Climat : et si les politiques n’étaient plus à la hauteur ?

conference climat lisbonne

Et si le véritable obstacle à l’action climatique n’était plus l’absence de solutions, mais la manière dont nos sociétés sont gouvernées ? Cette question, longtemps marginale, s’impose désormais dans les cercles de réflexion et d’engagement. À mesure que les alertes scientifiques se multiplient, un doute s’installe : les systèmes politiques actuels sont-ils capables de répondre avec la rapidité et l’ampleur requises ?

À Lisbonne, un débat relance cette interrogation de fond. À l’occasion d’une rencontre nationale du Pacte climatique européen, chercheurs, citoyens engagés et acteurs de terrain se réunissent pour explorer de nouvelles voies d’action.

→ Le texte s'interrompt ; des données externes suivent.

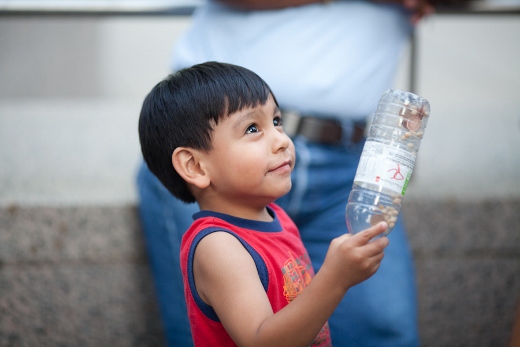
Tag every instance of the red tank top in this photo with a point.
(282, 262)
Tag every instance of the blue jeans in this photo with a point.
(381, 311)
(164, 220)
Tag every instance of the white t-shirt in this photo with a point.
(332, 59)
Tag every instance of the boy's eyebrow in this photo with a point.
(243, 117)
(251, 114)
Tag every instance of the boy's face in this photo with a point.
(252, 159)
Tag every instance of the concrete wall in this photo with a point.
(73, 270)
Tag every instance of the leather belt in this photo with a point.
(320, 130)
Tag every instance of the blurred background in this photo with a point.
(73, 75)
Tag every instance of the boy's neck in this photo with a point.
(244, 212)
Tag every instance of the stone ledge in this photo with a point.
(78, 276)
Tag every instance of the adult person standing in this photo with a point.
(328, 63)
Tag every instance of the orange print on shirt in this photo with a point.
(296, 275)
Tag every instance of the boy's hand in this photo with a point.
(354, 258)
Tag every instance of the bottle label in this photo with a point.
(385, 166)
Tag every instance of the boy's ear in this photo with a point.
(186, 162)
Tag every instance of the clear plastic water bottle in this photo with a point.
(387, 160)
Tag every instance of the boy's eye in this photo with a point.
(252, 129)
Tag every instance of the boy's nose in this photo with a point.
(281, 140)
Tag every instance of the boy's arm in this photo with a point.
(226, 278)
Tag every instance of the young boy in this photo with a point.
(213, 134)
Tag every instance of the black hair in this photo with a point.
(180, 111)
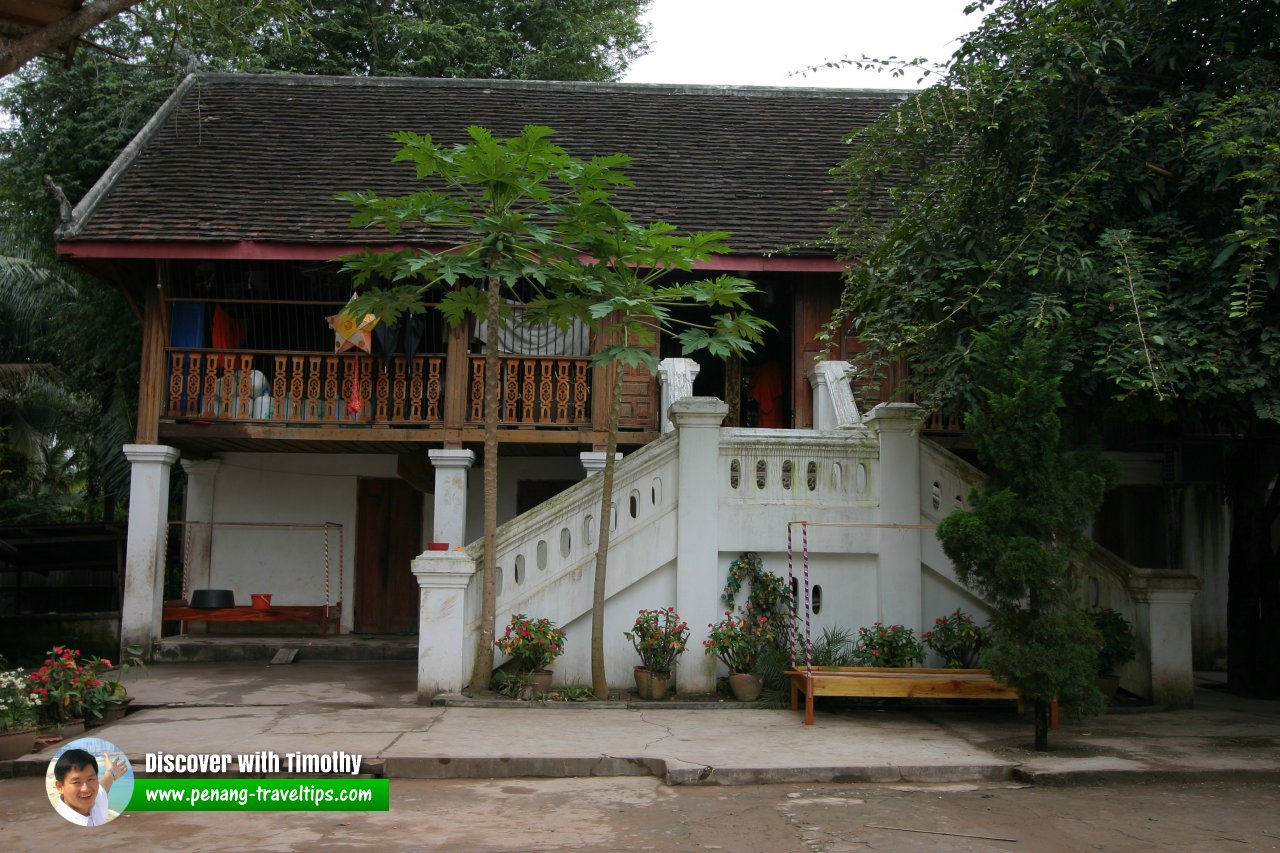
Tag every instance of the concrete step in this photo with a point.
(346, 647)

Derrière les discussions, une idée centrale émerge : la crise climatique pourrait aussi être une crise de gouvernance.

Un système politique jugé trop lent face à l’urgence climatique

Le constat est désormais largement partagé dans certains milieux spécialisés : les réponses politiques actuelles peinent à suivre le rythme des transformations environnementales. Entre cycles électoraux, arbitrages économiques et inerties institutionnelles, les décisions prennent du temps, parfois trop. Or, la crise climatique impose des réponses rapides, coordonnées et structurelles, difficiles à concilier avec les logiques traditionnelles de pouvoir.

Dans ce contexte, plusieurs voix s’élèvent pour souligner un décalage croissant entre l’urgence des enjeux et la capacité d’action des institutions. Ce décalage ne tiendrait pas tant à un manque de connaissances ou de technologies, mais à une difficulté à transformer ces savoirs en décisions concrètes et efficaces. L’enjeu ne serait donc plus uniquement technique, mais profondément politique.

C’est précisément cette idée que développe le chercheur portugais Pedro Macedo dans son ouvrage consacré aux limites du modèle actuel. Selon lui, la crise climatique met en lumière les failles d’un système conçu pour gérer des temporalités longues, alors que les défis contemporains exigent des réponses immédiates et coordonnées à grande échelle.

Vers une participation plus directe des citoyens ?

Face à ces limites, certains proposent d’explorer des formes de gouvernance plus ouvertes, reposant sur une implication accrue des citoyens dans les processus décisionnels. L’idée n’est pas de supprimer les institutions existantes, mais de les compléter par des mécanismes participatifs capables d’accélérer la prise de décision et de renforcer la légitimité des actions engagées.

Pour mobiliser largement, il ne suffit plus d’alerter ou de convaincre sur le plan scientifique ; il faut aussi construire des récits capables de susciter l’adhésion

Dans cette perspective, la démocratie représentative pourrait évoluer vers des modèles plus hybrides, combinant participation directe, décentralisation et intelligence collective. Une telle transformation supposerait toutefois des changements profonds, tant dans les pratiques politiques que dans les cultures civiques. Elle pose également la question de la capacité des sociétés à s’organiser différemment face à des enjeux globaux.

Cette réflexion s’accompagne d’un autre levier jugé essentiel : la manière de raconter la transition écologique. Pour mobiliser largement, il ne suffit plus d’alerter ou de convaincre sur le plan scientifique ; il faut aussi construire des récits capables de susciter l’adhésion, l’engagement et l’action collective.

À Lisbonne, un débat qui illustre une remise en question plus large

C’est dans ce contexte que se tient à Lisbonne une rencontre nationale du Pacte climatique européen, réunissant des acteurs engagés dans la transition écologique. L’événement ne se limite pas à une succession d’interventions : il se veut un espace de réflexion et de co-construction, où les participants sont invités à imaginer de nouvelles formes d’action.

Parmi les temps forts, la présentation de l’ouvrage de Pedro Macedo, Um Mundo sem Políticos, s’inscrit dans une volonté de questionner en profondeur les cadres existants. En parallèle, un atelier consacré au rôle du storytelling dans l’action climatique explore comment les récits peuvent devenir des outils de transformation sociale, en facilitant la compréhension et l’appropriation des enjeux.

Au-delà du contenu des échanges, cette rencontre témoigne d’une évolution plus large. Face à des crises de plus en plus complexes et interconnectées, les réponses ne peuvent plus être uniquement descendantes ou institutionnelles. Elles impliquent une mobilisation plus diffuse, ancrée dans les territoires et portée par une diversité d’acteurs.

Reste une question, désormais centrale : les institutions actuelles peuvent-elles évoluer suffisamment vite pour répondre aux défis climatiques, ou faudra-t-il repenser en profondeur les formes mêmes de la décision collective ? Derrière ce débat, c’est l’avenir de la gouvernance démocratique qui se joue, à mesure que l’urgence écologique s’impose comme une réalité incontournable.